Certainly mouthing the lines given her here by
screenwriter-director-producer Gary David Goldberg, she’s doesn’t look
much like Ethel Barrymore (thinking about that, maybe that’s all to the
good). But nobody could make these lines entertaining.
I don’t know what Goldberg’s
personal situation is, but it’s hard to believe he’s been single recently,
his “first dates” are so far from reality. The dialogue and situations he
invents are excruciating.
Explaining Plummer is even more
difficult. One of the great Shakespearean actors of his generation (he’s
the best Hamlet I’ve seen), Plummer has been a delight in films since “The
Sound of Music” (1965). Maybe he needed the work.
The story is simple. Sarah
Nolan (Lane) is recently divorced and everyone is trying to fix her up.
She meets two guys, Jake Anderson (Cusack) and Bob Connor (Dermot
Mulroney). It’s awkward with each. Which will it be (since Cusack is the
co-star, guess which?). Connor’s character is so predictable that Goldberg
must have pulled it out of an old “how to write a screenplay” primer.

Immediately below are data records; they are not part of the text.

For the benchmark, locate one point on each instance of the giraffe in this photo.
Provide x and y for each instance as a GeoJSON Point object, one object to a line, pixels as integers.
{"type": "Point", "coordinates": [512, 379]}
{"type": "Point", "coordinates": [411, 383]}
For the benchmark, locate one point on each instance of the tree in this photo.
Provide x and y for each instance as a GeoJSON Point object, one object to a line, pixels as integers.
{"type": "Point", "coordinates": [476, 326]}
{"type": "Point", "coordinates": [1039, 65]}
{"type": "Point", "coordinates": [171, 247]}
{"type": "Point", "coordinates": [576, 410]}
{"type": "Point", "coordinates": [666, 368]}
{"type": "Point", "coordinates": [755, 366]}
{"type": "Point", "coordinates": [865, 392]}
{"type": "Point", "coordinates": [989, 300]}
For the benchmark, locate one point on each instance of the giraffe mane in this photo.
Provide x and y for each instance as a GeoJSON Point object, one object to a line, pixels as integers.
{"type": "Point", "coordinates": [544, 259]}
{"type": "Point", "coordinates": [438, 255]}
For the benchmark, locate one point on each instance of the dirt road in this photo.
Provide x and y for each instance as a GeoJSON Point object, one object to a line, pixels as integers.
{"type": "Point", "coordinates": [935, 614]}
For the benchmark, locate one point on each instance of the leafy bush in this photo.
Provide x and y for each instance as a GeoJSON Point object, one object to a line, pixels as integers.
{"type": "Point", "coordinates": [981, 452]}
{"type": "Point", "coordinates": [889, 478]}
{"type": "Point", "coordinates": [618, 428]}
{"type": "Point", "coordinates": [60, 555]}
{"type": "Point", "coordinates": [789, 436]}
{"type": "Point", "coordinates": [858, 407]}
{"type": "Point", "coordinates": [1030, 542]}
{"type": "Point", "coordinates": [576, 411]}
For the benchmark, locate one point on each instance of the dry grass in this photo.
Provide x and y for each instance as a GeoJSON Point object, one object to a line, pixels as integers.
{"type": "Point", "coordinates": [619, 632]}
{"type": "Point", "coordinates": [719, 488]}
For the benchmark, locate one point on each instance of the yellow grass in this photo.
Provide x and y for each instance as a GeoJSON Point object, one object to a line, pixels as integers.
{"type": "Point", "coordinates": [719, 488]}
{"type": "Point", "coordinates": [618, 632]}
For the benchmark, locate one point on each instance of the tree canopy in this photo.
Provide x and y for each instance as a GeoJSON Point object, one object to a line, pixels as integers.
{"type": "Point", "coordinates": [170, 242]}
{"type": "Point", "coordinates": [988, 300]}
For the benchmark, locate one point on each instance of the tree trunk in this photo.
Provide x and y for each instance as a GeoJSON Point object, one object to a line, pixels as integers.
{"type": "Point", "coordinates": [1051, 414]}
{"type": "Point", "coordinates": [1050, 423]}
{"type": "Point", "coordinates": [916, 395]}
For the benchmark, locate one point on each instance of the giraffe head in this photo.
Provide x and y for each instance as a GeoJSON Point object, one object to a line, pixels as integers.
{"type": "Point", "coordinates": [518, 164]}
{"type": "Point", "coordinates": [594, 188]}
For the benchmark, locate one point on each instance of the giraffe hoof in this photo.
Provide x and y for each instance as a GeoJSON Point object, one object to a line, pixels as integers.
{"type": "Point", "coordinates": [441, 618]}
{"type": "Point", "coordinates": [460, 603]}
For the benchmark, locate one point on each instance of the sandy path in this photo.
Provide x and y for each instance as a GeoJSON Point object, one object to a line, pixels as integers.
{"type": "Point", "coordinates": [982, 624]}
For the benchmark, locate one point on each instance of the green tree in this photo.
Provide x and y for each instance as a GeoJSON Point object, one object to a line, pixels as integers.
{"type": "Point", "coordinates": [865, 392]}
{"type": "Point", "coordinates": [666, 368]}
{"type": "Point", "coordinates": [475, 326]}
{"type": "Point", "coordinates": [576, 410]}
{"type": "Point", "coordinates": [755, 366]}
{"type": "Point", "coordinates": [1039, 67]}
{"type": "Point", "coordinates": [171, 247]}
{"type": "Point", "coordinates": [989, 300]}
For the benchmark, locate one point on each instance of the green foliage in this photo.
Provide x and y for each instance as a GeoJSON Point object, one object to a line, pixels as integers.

Worse, Sarah’s first date with
Anderson ends up with both so horny they can’t wait to jump into the sack.
And the horniness continues for a long, long time as they drive all over
the city trying to find a condom. Has Goldberg ever been on a date? Not
only is this is one of the more ridiculous scenes ever filmed, it’s
inconsistent with Sarah’s character.
Speaking of mixed-up
characters, we’re supposed to like Jake, but after his first date with
Sarah he’s telling his buddy about her and gloating about the fact that
she’s vulnerable and he should be able to take advantage of that. That’s
admirable? Goldberg couldn't decide whether to make his characters'
nature consistent or go for the cheap joke, so he chose the latter, to the
detriment of the integrity of the film.
The scenes and conversations
between and among Sarah and her sisters are more of those scenes where the
dialogue is meant to be sharp and witty, but is instead insipid and
contrived. In fact, the relationships and dialogue between Sarah, on the
one hand, and her father, brothers and sisters are nothing more than
labored, ineffectual attempts at wit. Ugh!
This horror goes on for 75 long
minutes. But then, when Sarah tells Bob what she really thinks about him,
suddenly the film picks up. Even though the ending is hopelessly
ludicrous, the last 20 minutes at least got my brain working a little.
Unfortunately, it was too little too late.